Green tea lovers rejoice! Your favourite health drink can work wonders for those dealing with painful dental woes. According to a latest study, a compound found in green tea can fix tooth sensitivity problems and shield your teeth from cavities.

The findings published in the journal ACS Applied Materials & Interfaces, revealed that green tea extract epigallocatechin-3-gallate (EGCG) not only prevented tooth erosion by abrasive brushing but also prevented bio-film or plaque formation, which can lead to corrosion.

Tooth sensitivity occurs when the protective layers of teeth are worn away and a bony tissue called dentin is exposed. When this tissue is exposed its microscopic hollow tubes allow hot and cold liquids and food to come in close contact the underlying nerve endings in the teeth, which causes pain, as soon as you drink or eat anything that is either too hot or too cold. If left exposed for long, dentin also becomes vulnerable to cavity formation.

For the study the researchers Cui Huang from Wuhan University in China and colleagues took nanohydroxyapatite and EGCG - which has been shown to fight streptococcus mutans, forming biofilms that cause cavities.

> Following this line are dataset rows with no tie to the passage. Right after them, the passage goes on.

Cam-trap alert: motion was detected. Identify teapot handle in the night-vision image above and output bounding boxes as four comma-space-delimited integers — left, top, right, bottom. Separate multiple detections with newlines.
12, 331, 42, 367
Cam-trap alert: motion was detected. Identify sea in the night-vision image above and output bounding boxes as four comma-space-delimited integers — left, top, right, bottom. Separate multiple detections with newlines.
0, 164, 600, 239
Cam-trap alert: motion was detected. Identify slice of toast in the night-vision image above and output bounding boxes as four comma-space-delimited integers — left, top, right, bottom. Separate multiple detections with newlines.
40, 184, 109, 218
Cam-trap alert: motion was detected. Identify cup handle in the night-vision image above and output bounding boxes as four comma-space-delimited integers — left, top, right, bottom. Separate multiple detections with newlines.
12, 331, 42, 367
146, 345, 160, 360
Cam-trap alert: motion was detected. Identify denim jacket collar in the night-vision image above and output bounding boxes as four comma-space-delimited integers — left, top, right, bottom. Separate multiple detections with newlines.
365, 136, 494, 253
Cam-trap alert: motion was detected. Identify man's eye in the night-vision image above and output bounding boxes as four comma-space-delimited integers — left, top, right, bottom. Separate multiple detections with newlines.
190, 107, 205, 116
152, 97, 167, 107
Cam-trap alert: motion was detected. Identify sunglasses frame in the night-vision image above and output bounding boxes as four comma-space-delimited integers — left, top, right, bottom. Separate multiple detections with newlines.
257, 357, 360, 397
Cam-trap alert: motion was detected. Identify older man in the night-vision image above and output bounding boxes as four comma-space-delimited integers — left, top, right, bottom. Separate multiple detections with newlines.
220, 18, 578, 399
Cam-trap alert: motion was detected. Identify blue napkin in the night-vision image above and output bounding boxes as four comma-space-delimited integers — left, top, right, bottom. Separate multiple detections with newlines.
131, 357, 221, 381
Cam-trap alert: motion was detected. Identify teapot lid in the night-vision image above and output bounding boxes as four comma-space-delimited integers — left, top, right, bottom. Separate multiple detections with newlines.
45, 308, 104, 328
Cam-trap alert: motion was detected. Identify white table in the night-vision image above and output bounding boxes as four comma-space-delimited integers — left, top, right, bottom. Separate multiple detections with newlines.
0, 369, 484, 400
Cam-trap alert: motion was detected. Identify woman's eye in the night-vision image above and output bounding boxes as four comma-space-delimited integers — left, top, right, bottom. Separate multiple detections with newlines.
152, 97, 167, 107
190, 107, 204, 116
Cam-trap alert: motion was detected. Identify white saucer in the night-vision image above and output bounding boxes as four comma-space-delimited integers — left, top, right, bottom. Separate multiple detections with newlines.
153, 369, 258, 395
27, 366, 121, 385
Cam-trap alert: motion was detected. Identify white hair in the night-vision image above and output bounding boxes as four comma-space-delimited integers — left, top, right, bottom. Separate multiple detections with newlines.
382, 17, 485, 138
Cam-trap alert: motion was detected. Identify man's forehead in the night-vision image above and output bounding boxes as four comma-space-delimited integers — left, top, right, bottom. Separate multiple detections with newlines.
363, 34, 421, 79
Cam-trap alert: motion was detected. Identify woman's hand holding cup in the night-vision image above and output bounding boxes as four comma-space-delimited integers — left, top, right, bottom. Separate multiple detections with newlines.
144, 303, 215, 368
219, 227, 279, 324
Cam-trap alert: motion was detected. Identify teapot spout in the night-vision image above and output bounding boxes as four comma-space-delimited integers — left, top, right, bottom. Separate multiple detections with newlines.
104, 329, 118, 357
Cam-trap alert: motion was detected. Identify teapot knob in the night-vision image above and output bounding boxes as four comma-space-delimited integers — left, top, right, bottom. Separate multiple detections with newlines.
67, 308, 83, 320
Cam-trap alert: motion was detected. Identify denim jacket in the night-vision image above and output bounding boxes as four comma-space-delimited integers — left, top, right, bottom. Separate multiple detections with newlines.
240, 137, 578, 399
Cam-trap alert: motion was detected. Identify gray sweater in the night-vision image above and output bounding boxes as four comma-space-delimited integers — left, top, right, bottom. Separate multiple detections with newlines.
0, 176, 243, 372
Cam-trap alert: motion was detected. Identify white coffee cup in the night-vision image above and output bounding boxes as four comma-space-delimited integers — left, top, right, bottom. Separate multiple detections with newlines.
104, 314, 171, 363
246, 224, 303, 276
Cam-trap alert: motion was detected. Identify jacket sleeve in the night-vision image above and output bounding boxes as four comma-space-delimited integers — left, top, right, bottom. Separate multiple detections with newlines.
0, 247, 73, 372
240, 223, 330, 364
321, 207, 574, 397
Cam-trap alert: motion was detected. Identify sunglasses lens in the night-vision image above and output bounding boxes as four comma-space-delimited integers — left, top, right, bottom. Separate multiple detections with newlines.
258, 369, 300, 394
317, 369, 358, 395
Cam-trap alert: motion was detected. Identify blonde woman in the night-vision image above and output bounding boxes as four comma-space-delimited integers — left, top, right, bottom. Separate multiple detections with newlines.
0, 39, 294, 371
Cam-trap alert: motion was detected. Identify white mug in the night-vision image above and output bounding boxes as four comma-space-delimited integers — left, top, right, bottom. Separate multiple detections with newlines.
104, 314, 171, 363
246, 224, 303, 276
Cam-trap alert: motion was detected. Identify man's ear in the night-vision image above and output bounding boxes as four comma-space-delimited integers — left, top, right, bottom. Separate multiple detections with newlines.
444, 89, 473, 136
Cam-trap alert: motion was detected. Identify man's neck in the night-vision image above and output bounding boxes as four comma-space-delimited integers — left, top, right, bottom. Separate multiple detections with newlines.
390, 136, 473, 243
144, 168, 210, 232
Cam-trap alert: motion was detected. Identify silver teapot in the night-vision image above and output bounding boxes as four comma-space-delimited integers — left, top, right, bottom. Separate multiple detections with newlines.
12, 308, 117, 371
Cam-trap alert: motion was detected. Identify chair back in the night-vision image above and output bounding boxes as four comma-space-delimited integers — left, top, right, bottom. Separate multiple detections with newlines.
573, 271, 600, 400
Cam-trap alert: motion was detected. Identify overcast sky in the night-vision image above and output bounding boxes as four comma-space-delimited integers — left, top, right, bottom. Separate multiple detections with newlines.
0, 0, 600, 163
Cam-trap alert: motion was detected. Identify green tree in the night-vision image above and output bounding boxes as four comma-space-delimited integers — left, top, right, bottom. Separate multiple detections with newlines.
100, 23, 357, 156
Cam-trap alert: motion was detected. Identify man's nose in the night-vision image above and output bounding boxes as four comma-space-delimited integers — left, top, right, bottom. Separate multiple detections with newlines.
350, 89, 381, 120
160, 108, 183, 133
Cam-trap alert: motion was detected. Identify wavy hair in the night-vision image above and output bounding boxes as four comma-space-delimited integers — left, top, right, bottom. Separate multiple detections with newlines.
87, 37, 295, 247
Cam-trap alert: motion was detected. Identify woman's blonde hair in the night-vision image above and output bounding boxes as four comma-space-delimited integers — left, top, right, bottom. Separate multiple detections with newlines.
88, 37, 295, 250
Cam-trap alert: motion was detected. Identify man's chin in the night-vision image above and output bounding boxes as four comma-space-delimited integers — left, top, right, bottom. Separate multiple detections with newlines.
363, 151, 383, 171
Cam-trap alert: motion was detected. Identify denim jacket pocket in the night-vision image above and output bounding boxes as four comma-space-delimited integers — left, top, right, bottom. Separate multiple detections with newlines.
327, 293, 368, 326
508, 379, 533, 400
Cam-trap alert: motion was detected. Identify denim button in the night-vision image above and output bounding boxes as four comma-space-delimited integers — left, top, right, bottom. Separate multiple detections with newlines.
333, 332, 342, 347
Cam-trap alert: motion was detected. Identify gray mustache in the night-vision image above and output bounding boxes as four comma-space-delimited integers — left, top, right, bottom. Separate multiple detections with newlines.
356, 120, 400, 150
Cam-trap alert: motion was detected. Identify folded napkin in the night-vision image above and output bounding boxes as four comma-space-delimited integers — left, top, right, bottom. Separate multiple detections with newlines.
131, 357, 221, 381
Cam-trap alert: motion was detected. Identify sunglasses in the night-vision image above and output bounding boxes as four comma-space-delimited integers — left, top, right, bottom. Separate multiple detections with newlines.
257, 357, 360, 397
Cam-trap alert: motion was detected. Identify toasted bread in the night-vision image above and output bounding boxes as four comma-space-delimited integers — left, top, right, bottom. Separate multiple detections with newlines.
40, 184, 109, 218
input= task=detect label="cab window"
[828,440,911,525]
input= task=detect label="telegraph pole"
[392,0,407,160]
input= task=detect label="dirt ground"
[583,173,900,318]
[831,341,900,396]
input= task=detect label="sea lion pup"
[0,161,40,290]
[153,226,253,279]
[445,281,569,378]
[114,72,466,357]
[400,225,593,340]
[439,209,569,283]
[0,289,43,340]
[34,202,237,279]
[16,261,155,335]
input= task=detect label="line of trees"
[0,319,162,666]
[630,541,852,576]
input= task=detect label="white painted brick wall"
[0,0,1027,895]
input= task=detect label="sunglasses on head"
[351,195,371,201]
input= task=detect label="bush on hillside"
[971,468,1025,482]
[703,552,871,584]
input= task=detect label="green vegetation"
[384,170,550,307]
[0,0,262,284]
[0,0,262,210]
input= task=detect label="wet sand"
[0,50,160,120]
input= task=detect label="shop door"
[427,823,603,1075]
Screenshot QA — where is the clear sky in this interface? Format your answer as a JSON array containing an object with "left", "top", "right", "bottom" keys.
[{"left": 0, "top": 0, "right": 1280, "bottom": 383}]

The ingredients were then combined with the mineral silica nanoparticles which are known to shield the tooth from the acidic deposits on the enamel and consequent wear and tear. They further tested this on the sample tooth, and found that the formula acted as plugs to the exposed dentin tubules. The green tea compounds also act as a natural breath freshener as per the team.

The researchers further noted that the catechins (such as EGCG) stop adhesion of sugar containing materials on the tooth enamel, which causes plaque formation. The bacteteria in mouth feeds on the plaque, producing acidic residue that accelerate erosion of the tooth surface.